1 min read

Going straight to the sources for news

One of journalism's functions -- whether we journalists care to admit it or not -- is to funnel public-relations material to an audience. The best journalism operations apply their best editorial judgment to p.r. material. If it's not newsworthy, it's not published. And even worthwhile stuff is rewritten to remove jargon, p.r.-speak and over-the-top promotional material.
In the best newsrooms, public relations material is no more than a starting point for a reporter. A press release can provide story ideas, contact names and background info.
In the worst newsrooms, a press release is published verbatim by lazy or unethical journalists.
Understandably, public-relations executives would generally prefer that their material be unedited, while being surrounded on the written page by editorial copy. P.R. pros understand that such placement gives their copy the appearance of news produced by journalists.
So what happens when public-relations companies can produce their own news and use it to "surround" their marketing message?

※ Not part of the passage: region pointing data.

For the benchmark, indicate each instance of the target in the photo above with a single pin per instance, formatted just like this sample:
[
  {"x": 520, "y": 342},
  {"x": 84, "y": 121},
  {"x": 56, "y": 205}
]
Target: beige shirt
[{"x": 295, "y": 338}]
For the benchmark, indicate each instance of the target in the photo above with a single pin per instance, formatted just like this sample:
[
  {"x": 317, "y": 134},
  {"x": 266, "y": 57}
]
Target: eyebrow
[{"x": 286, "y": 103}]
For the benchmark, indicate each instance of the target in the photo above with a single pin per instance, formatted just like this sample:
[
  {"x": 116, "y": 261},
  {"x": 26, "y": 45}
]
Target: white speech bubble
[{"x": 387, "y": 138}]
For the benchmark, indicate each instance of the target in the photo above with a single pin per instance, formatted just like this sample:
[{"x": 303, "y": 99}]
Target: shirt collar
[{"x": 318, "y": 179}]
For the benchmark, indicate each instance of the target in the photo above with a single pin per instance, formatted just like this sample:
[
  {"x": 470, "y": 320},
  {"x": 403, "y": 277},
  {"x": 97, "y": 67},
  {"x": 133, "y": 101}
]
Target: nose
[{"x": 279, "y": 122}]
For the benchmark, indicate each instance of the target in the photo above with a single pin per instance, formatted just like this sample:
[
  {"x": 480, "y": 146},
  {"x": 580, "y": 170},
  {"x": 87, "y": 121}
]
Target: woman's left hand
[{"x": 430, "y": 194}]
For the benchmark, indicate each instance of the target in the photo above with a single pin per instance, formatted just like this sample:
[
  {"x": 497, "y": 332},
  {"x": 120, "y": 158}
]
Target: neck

Last week, Purina did just that. And as I've said before, I expect to see a surge in B2B news produced by B2B news sources.
Today, Doc Searls points toward a news-filled blog that is written by Boeing engineers. As Doc points out, the blog is serving a p.r. function and doing it much better than a press release could. And an article in BusinessWeek says one of the more popular blogs in France is run by the head of French retail giant E. Leclerc. That blog is filled with copy about news topics such as inflation and government policy -- editorial copy that surrounds and "legitimizes" a public-relations message.
In a world where news sources can now be news publishers, traditional B2B publishers should be asking themselves how they can respond to such developments in the industries they serve.
And B2B journalists need to ask themselves -- and ask themselves honestly -- if they'll miss it when someday in the near future their in-boxes are no longer filled with press releases.